耐药性的部分问题在于微生物以惊人的速度进化成新物种。人类需要15年或更长时间才能成熟到有后代,而像大肠杆菌这样的微生物每20分钟就繁殖一次。几年之内,它们就能完成人类需要数百万年才能完成的进化变化——包括获得能够抵抗药物的基因属性。服用抗生素的人是培养耐药微生物的完美实验室。“研究表明,每当一种新的抗生素开始使用,我们就会在大约一年后开始看到第一批耐药微生物出现,”马萨诸塞综合医院的谢诺伊如此表示。
There's little in the pharmaceutical pipeline to replace the antibiotics to which bugs are becoming resistant.
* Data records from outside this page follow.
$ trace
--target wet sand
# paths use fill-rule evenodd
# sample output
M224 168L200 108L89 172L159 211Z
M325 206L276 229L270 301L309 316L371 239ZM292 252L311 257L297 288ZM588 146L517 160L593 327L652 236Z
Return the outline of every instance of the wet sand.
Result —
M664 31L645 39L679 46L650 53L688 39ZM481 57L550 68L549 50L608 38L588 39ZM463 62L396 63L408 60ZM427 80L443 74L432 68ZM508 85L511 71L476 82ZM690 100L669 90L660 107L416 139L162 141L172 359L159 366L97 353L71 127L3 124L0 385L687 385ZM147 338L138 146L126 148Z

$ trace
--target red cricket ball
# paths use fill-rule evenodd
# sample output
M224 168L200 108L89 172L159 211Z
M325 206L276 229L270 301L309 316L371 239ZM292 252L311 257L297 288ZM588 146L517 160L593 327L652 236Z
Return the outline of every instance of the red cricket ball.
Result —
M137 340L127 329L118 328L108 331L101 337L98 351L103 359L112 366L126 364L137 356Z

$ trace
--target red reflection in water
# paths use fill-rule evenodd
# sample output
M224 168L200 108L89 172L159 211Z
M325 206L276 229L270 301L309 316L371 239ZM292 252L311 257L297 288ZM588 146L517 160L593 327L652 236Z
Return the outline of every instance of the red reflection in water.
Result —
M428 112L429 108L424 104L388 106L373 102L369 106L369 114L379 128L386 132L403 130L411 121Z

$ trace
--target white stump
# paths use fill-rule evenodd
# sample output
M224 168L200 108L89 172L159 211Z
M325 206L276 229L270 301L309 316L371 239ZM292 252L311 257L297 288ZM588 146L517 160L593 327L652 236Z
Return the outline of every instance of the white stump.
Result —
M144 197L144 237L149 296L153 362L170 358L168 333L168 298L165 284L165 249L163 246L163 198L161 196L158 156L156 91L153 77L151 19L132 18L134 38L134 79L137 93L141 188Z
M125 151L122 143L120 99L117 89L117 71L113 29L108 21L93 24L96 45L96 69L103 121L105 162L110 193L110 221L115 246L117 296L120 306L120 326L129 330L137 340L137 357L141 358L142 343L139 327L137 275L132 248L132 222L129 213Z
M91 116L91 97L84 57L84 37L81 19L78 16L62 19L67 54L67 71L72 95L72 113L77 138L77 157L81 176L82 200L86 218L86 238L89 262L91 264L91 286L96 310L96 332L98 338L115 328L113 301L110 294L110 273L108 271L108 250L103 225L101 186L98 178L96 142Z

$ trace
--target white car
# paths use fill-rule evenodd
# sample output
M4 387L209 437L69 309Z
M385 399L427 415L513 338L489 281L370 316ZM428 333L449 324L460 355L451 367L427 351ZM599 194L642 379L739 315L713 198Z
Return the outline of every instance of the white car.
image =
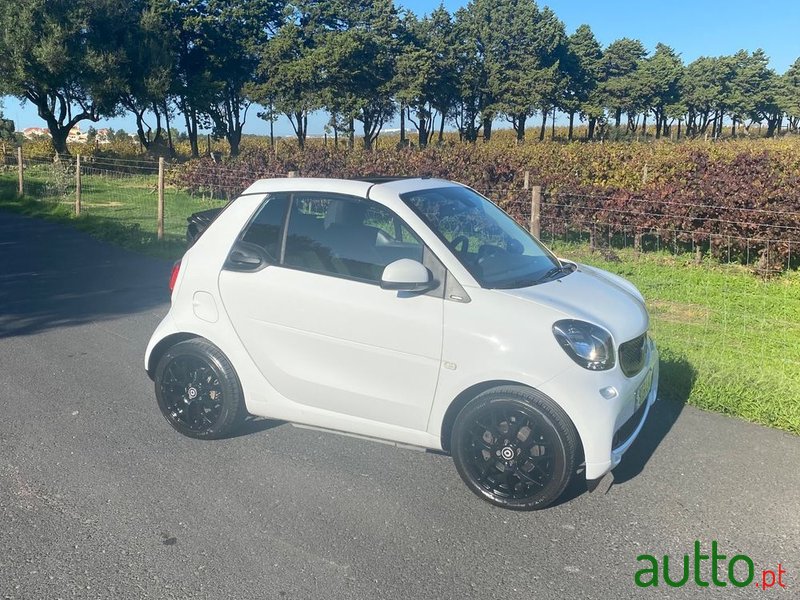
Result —
M437 179L265 179L176 263L145 368L179 432L247 414L449 452L496 505L590 489L647 419L642 295Z

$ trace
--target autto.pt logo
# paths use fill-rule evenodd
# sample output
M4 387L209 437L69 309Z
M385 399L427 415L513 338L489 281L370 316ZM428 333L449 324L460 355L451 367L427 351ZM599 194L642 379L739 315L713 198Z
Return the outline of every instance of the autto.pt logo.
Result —
M746 554L731 557L722 554L716 540L711 542L710 552L695 541L693 554L676 558L665 554L661 560L652 554L640 554L636 560L638 570L633 581L642 588L662 585L743 588L755 585L761 590L769 590L786 589L787 585L786 570L781 563L774 568L756 569Z

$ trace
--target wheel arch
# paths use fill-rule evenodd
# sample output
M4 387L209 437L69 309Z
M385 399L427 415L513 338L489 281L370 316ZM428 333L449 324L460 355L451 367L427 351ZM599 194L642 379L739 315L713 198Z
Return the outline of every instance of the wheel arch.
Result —
M458 413L461 412L461 409L464 408L469 403L470 400L472 400L473 398L476 398L478 395L482 394L483 392L485 392L487 390L490 390L492 388L503 387L503 386L507 386L507 385L514 385L514 386L518 386L518 387L528 388L530 390L536 390L536 388L534 388L534 387L532 387L530 385L527 385L525 383L520 383L519 381L511 381L511 380L508 380L508 379L495 379L495 380L491 380L491 381L482 381L481 383L476 383L474 385L471 385L470 387L468 387L467 389L462 391L460 394L458 394L458 396L456 396L453 399L453 401L447 407L447 411L445 411L445 413L444 413L444 418L442 419L441 434L440 434L441 435L440 441L441 441L441 444L442 444L442 450L444 450L445 452L450 452L450 437L451 437L452 432L453 432L453 423L455 423L456 417L458 416ZM541 393L539 390L536 390L536 391ZM549 398L549 396L548 396L548 398ZM564 411L564 414L567 416L567 418L569 419L570 423L572 423L572 426L575 427L575 432L578 434L577 435L577 438L578 438L578 448L577 448L577 451L578 451L578 462L582 462L583 461L584 450L583 450L583 439L581 438L580 431L575 426L575 421L573 421L573 419L570 416L570 414L566 410L564 410L563 407L561 407L561 409Z
M461 412L461 409L464 408L470 400L482 394L486 390L490 390L495 387L501 387L504 385L520 385L524 387L530 387L519 383L517 381L509 381L507 379L495 379L491 381L482 381L480 383L476 383L462 391L461 393L456 396L450 405L447 407L447 410L444 413L444 418L442 419L442 429L441 429L441 443L442 443L442 450L445 452L450 452L450 435L453 432L453 423L458 416L458 413Z
M150 379L155 379L156 374L156 365L158 365L158 361L161 360L161 357L164 356L164 353L172 348L175 344L179 342L185 342L186 340L191 340L194 338L200 338L202 336L197 335L196 333L172 333L166 336L164 339L160 340L154 347L152 352L150 352L150 357L147 362L147 375Z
That's because development of a new antibiotic runs about $2 billion and takes about 10 years—with little hope of ending up with the sort of blockbuster drug that justifies such an investment. “The point of having a new antibiotic would be to use it as infrequently as possible, for as short a time as possible,” says Jonathan Zenilman, chief of the division of infectious diseases at Johns Hopkins Bayview Medical Center in Baltimore. “Why would a pharma company want to develop a drug for a market like that?”
在药物研发过程中,几乎没有什么东西可以替代细菌变得具有耐药性的抗生素。这是因为一种新型抗生素的研发耗资约20亿美元,耗时约10年,几乎不可能研制出能够证明这种投资合理的畅销药物。“拥有一种新的抗生素的意义在于尽可能少地使用它,使用的时间尽可能短,”巴尔的摩约翰霍普金斯湾景医疗中心传染病科主任乔纳森泽尼曼说。“制药公司为什么要为这样的市场开发药物呢?”